Addictions are chronic relapsing brain diseases, with behavioral manifestations. Three main factors contribute to the development
of an addiction: environment, including stress, the reinforcing effects of the drug, and genetics. In this review we will discuss the
involvement of the dysregulation of the stress responsive hypothalamic-pituitary-adrenal (HPA) axis in the acquisition of, and persistence
to drug addiction (Section B). Addictions to specific drugs such as cocaine/psychostimulants, alcohol, and mu-opioid receptor agonists
(e.g., heroin) have some common direct or downstream effects, including modulation of dopaminergic systems. Through its action on the
dopaminergic signaling pathways, cocaine affects the HPA axis, and brain nuclei responsible for movements, and rewarding effects.

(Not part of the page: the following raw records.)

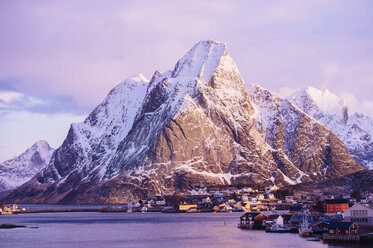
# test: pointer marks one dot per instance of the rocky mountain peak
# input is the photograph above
(354, 130)
(22, 168)
(191, 126)
(317, 102)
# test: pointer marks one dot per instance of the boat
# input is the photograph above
(144, 209)
(304, 229)
(244, 226)
(6, 213)
(278, 229)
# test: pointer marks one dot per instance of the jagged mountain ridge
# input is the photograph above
(356, 131)
(15, 172)
(195, 125)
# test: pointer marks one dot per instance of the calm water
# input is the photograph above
(77, 230)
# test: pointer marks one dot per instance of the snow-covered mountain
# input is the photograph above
(191, 126)
(17, 171)
(356, 131)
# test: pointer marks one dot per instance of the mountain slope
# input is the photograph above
(17, 171)
(356, 131)
(195, 125)
(298, 139)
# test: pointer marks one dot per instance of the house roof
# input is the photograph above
(337, 201)
(252, 214)
(286, 216)
(340, 224)
(298, 218)
(316, 223)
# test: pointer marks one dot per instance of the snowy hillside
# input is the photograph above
(17, 171)
(356, 130)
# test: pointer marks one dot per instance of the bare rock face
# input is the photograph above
(193, 126)
(355, 131)
(299, 140)
(16, 171)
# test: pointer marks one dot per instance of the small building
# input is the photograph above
(333, 206)
(343, 229)
(360, 214)
(319, 227)
(289, 198)
(247, 220)
(186, 207)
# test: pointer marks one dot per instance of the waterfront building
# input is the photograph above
(333, 206)
(360, 214)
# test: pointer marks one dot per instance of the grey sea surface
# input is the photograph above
(94, 229)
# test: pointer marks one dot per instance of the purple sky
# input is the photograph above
(60, 58)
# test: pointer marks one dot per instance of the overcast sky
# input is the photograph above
(60, 58)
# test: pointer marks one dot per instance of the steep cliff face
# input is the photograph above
(194, 125)
(17, 171)
(356, 131)
(298, 139)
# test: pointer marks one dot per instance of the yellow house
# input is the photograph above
(185, 207)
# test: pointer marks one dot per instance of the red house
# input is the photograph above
(343, 229)
(334, 206)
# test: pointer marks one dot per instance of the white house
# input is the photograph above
(360, 214)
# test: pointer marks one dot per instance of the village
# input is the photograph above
(324, 216)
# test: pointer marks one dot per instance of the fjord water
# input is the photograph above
(94, 229)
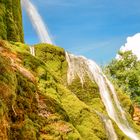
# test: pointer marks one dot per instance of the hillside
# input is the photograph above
(37, 103)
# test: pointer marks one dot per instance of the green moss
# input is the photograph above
(54, 57)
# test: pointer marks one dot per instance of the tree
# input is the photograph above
(125, 71)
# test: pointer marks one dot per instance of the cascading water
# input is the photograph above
(37, 22)
(32, 50)
(108, 126)
(79, 66)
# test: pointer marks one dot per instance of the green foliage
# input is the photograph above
(47, 108)
(126, 73)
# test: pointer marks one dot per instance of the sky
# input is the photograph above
(93, 28)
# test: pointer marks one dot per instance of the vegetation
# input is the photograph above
(125, 72)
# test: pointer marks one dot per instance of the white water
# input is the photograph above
(79, 66)
(37, 21)
(32, 50)
(109, 127)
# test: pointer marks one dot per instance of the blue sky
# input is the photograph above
(93, 28)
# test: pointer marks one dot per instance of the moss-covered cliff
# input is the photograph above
(36, 103)
(11, 20)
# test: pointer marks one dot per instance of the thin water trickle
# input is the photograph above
(37, 22)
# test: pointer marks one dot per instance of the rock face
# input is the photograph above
(11, 20)
(37, 104)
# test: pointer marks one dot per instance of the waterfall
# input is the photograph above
(79, 66)
(37, 21)
(32, 50)
(108, 126)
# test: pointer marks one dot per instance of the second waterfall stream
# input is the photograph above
(81, 66)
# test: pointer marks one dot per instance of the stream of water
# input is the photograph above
(79, 66)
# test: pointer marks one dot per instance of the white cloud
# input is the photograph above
(133, 44)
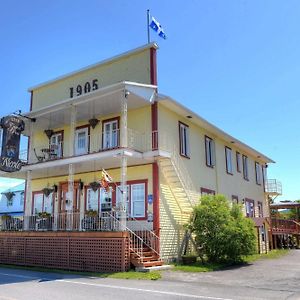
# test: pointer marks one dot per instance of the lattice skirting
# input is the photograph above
(95, 252)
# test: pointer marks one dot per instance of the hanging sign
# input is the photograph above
(12, 127)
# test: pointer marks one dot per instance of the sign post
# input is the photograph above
(12, 127)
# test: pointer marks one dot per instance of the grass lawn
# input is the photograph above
(118, 275)
(208, 267)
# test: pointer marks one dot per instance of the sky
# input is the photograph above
(235, 62)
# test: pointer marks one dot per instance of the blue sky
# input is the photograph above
(236, 63)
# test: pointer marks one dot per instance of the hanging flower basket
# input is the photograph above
(9, 195)
(94, 185)
(47, 191)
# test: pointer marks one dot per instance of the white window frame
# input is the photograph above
(209, 151)
(228, 159)
(258, 175)
(56, 145)
(133, 214)
(184, 139)
(85, 150)
(245, 167)
(110, 136)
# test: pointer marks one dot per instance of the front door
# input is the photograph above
(56, 145)
(110, 134)
(69, 207)
(81, 141)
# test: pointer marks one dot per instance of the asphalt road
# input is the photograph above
(265, 279)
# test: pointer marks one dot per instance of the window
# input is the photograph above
(82, 140)
(257, 173)
(260, 209)
(209, 151)
(249, 204)
(21, 198)
(136, 199)
(238, 162)
(184, 140)
(235, 199)
(110, 134)
(99, 200)
(205, 191)
(56, 145)
(245, 167)
(42, 203)
(228, 158)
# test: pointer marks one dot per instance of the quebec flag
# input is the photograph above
(157, 27)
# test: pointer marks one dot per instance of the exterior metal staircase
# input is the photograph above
(180, 184)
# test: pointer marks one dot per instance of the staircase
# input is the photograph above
(180, 185)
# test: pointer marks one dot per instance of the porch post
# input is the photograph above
(124, 141)
(72, 130)
(70, 197)
(28, 203)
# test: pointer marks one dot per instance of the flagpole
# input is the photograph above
(148, 23)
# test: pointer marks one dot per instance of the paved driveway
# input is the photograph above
(269, 278)
(265, 279)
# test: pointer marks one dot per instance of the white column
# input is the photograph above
(28, 203)
(70, 197)
(72, 131)
(124, 140)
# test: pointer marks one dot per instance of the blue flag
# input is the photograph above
(157, 28)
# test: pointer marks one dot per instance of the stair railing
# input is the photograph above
(148, 236)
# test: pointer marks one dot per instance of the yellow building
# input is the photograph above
(160, 156)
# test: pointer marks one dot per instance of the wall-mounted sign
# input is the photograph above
(84, 89)
(12, 127)
(150, 199)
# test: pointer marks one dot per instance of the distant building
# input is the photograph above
(12, 201)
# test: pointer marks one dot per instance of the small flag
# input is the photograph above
(157, 28)
(105, 180)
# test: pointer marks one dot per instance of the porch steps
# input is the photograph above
(148, 259)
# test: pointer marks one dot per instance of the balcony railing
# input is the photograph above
(285, 226)
(61, 222)
(88, 144)
(273, 186)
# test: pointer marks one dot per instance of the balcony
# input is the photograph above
(273, 187)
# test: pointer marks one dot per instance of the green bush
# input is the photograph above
(222, 232)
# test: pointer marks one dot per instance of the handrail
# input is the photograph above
(153, 244)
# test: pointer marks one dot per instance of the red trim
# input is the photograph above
(153, 67)
(110, 120)
(155, 192)
(179, 132)
(154, 125)
(207, 191)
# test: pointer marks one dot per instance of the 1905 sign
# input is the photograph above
(12, 127)
(84, 89)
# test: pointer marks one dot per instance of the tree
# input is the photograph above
(223, 233)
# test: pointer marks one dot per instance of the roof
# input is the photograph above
(196, 119)
(17, 188)
(103, 62)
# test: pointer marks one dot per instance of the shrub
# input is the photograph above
(223, 233)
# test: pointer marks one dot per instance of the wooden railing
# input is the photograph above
(285, 226)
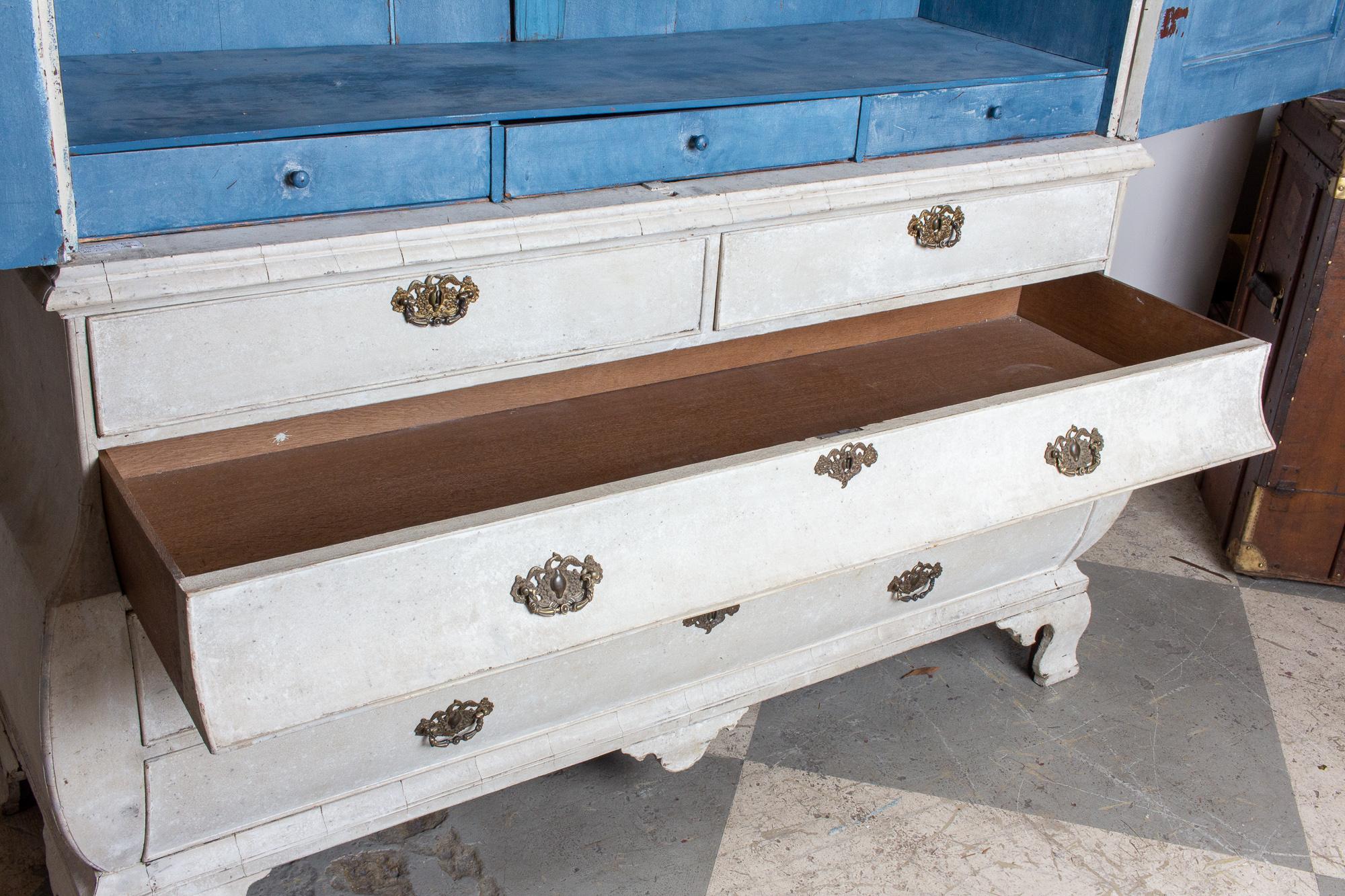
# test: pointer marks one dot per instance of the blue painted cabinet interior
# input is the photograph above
(562, 157)
(89, 28)
(1091, 32)
(206, 138)
(130, 193)
(186, 114)
(1215, 58)
(578, 19)
(950, 118)
(30, 210)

Several
neurobiological systems have been implicated with cocaine addiction, including dopamine, serotonin and glutamate systems, opioid
receptor and opioid neuropeptide gene systems, stress-responsive systems including CRF, vasopressin and orexin. The use of animal
models (Sections C and D) has been essential for studying the individual vulnerabilities to the effects of drugs of abuse and the neural
pathways and neurotransmitters affected by these drugs. Basic clinical research has revealed important relationship between cocaine use,
HPA axis responsiveness, and gender (Section E). Finally, we will discuss gene polymorphisms that are associated with drug use (Section
Results from animal models and basic clinical research have shown important interactions between the dopaminergic and the opioid systems.
Hence, compounds modulating the opioid system may be beneficial in treating cocaine addiction.